There is much more to the housing market that is beyond fix. For one, the market is saturated. Second, high interest rates penned up demand in the 1980's and much inflation wasn't passed on. As rates fell, FNMA developed more and more programs of qualification and the securitization of the mortgage market, demand erupted for housing against a fixed supply. As time passed, housing wasn't built for occupation, but for speculation. When I entered the real estate business in the late 1970's, much the same thing was going on, except Volker and inflation caught up with the cashflow market and put a damper on the bubble market. Underlying demand from the boomer generation was such that a collapse in the price of housing didn't transpire then. What did go on was people were paying extra over and above rents to get ahead of inflation as home owners or reap appreciation as speculative investors. The investor games didn't go on for long unless the borrowers were real pros with pockets deep enough to stay in the game.

What followed this bubble up is no longer present. There isn't a pent up demand from excessively high interest rates or a fast growing home buying age public. Thus there is an owner occupied percentage in the US that is likely higher than can be sustained along with interest rates that can only go up from here, unless there is no recovery. Then prices of homes will continue to sink.

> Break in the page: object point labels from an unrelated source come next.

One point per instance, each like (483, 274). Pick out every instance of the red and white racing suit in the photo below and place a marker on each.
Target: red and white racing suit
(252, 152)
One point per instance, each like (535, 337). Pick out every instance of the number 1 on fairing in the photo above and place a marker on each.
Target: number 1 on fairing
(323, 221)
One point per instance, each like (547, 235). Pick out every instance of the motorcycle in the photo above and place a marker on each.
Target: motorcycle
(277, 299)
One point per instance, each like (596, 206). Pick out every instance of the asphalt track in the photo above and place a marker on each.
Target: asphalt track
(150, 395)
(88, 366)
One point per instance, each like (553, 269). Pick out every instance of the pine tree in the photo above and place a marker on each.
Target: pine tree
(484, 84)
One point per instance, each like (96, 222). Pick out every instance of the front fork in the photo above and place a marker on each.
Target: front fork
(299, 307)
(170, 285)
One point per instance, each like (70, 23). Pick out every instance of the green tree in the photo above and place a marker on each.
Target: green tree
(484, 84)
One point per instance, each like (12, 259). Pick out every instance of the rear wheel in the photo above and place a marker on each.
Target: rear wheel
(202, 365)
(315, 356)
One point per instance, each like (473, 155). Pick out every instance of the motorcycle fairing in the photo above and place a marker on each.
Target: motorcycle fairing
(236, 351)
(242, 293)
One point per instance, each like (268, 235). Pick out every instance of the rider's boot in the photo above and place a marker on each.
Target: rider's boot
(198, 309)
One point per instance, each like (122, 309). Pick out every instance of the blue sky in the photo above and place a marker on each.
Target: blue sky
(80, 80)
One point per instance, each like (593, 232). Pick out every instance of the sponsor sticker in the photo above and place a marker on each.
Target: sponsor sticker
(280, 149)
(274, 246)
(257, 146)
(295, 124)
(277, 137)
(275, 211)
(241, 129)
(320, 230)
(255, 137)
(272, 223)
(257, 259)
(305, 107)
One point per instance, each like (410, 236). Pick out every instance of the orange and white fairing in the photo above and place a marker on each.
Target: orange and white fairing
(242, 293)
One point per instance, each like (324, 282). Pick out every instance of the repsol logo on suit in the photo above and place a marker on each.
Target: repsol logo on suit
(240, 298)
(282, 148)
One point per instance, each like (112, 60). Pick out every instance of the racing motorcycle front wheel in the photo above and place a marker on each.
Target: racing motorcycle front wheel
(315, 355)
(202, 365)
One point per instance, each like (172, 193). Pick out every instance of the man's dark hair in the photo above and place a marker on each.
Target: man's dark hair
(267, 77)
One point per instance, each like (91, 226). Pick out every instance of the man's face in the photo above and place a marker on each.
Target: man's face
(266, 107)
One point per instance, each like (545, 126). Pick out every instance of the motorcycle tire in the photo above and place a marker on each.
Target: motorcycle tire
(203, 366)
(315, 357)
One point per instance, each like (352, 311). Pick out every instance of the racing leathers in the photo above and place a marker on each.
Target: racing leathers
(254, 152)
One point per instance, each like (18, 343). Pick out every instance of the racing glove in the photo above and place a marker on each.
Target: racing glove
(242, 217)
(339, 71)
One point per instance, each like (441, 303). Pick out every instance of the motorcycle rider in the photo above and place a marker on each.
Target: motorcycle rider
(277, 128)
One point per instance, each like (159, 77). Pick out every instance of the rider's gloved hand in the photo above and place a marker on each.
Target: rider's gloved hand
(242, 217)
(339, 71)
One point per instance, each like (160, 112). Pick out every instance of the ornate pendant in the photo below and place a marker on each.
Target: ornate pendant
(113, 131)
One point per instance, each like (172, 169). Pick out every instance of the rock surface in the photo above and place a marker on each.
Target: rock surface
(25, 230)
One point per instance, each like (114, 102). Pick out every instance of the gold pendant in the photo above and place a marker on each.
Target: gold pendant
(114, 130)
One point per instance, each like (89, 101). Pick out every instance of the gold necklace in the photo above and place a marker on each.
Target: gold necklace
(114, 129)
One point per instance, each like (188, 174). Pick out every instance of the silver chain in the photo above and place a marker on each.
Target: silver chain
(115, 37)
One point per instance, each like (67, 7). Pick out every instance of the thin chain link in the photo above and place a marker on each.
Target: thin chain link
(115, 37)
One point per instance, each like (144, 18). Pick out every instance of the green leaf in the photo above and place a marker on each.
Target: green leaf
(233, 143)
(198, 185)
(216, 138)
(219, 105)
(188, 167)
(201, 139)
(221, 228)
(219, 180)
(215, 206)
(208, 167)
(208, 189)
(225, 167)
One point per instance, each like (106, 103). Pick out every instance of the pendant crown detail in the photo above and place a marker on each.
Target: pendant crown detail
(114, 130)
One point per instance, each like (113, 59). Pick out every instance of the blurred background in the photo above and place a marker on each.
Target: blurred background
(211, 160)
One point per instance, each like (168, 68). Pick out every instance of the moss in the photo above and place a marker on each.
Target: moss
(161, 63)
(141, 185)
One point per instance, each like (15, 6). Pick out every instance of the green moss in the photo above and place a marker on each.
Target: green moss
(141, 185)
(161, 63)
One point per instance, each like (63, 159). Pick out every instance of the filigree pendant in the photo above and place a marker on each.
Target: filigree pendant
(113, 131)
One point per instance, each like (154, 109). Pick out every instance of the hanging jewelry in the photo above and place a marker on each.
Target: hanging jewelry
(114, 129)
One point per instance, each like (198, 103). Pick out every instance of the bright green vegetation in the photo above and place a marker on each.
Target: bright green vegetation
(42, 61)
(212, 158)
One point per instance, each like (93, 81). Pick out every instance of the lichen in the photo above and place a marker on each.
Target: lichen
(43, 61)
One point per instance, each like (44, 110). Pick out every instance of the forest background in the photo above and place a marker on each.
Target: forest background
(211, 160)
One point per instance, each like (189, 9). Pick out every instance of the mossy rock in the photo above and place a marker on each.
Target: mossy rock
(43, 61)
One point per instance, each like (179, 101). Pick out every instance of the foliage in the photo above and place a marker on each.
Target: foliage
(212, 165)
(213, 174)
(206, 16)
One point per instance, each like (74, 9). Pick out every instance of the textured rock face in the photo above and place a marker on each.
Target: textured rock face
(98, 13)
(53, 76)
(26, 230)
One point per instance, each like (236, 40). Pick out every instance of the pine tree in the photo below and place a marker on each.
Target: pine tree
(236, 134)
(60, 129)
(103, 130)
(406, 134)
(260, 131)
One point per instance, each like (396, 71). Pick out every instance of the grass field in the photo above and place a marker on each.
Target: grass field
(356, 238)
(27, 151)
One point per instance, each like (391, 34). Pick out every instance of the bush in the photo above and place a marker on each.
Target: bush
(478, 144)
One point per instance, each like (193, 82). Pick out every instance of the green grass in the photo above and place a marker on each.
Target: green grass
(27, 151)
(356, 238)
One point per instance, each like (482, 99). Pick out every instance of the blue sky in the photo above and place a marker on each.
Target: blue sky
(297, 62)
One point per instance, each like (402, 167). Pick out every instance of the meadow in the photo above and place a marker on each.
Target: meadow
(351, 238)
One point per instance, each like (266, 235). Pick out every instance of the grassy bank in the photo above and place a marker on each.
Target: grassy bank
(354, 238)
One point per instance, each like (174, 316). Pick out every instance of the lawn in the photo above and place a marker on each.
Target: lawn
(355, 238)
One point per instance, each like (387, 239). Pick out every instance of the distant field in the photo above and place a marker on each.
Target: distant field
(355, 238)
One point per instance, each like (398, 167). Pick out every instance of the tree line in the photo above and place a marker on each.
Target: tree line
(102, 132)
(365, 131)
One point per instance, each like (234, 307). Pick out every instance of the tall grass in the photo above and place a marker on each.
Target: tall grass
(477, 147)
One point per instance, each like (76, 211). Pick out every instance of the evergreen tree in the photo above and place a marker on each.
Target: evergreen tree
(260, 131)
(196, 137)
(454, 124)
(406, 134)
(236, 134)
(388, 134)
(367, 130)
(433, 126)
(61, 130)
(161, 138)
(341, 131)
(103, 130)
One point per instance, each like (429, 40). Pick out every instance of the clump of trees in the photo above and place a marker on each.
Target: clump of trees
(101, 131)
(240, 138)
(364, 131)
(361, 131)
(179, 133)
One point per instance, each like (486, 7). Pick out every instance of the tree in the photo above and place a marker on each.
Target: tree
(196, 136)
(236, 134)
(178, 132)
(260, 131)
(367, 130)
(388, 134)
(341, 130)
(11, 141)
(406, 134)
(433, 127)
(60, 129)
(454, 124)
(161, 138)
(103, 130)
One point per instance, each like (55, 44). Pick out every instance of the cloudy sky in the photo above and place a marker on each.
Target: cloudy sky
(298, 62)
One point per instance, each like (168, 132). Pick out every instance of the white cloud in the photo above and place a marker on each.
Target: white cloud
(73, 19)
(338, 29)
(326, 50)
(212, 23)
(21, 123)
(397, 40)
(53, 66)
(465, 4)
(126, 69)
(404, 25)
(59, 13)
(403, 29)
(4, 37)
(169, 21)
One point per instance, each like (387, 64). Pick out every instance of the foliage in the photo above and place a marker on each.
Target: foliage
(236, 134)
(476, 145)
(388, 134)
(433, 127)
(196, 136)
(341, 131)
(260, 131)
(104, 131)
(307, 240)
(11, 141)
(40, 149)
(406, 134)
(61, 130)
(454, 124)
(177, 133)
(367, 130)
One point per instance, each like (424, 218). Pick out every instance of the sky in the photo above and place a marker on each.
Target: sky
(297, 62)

The last green shoot comes from China. The Chinese recovery is more a flood of money pushed into the streets along with doctored statistics. I have read some things about the Chinese real estate market, which has to be 4 or 5 times the size of the normal US market, but only for a temporary period of time. The real business in China is building, not manufacturing and I am reading of entire cities of empty buildings. Thus, once this surplus is exposed, once the speculative bubble bursts and once the truth about the Chinese economy comes to the surface, the whole game washes out. It appears that the Chinese housing game has about 5 to 10 years left then the dance stops. I don't mean it slows down, but just flat stops. They have enough housing under construction right now for about 70 million people and enough capacity to build about 50 million worth of housing annually. There are only about 300 million people left to move from the rural areas, thus 6 years minus what is already sitting around vacant and the game is done. I don't even bring up the fact that the Chinese population is set to start expiring at a massive rate in a few years as the 1 child policy begins to take its toll. This is not good news for the mining industry and for those that believe in peak oil as already being reached. It is good news for the rest of us, save the fact that the economic impact on the world is going to be great.

So you have it. Green shoots is one of the biggest fairy tales in economic history. I think we had a muddle through economy a few years ago. This time, we are likely to see a just lay there economy. The effect of this on economic growth and corporate profits is going to be devastating. Stocks and retirement funds are going to shrink to next to nothing and life as we know it is going to change. It would be very beneficial to all if I am wrong here, but I don't believe that is going to be the case. I look for the Dow to possibly touch 10,000, maybe even a little higher, then the bear to come out again, stronger than he was the first time. The government will forget about saving the banks this time and start working to save itself.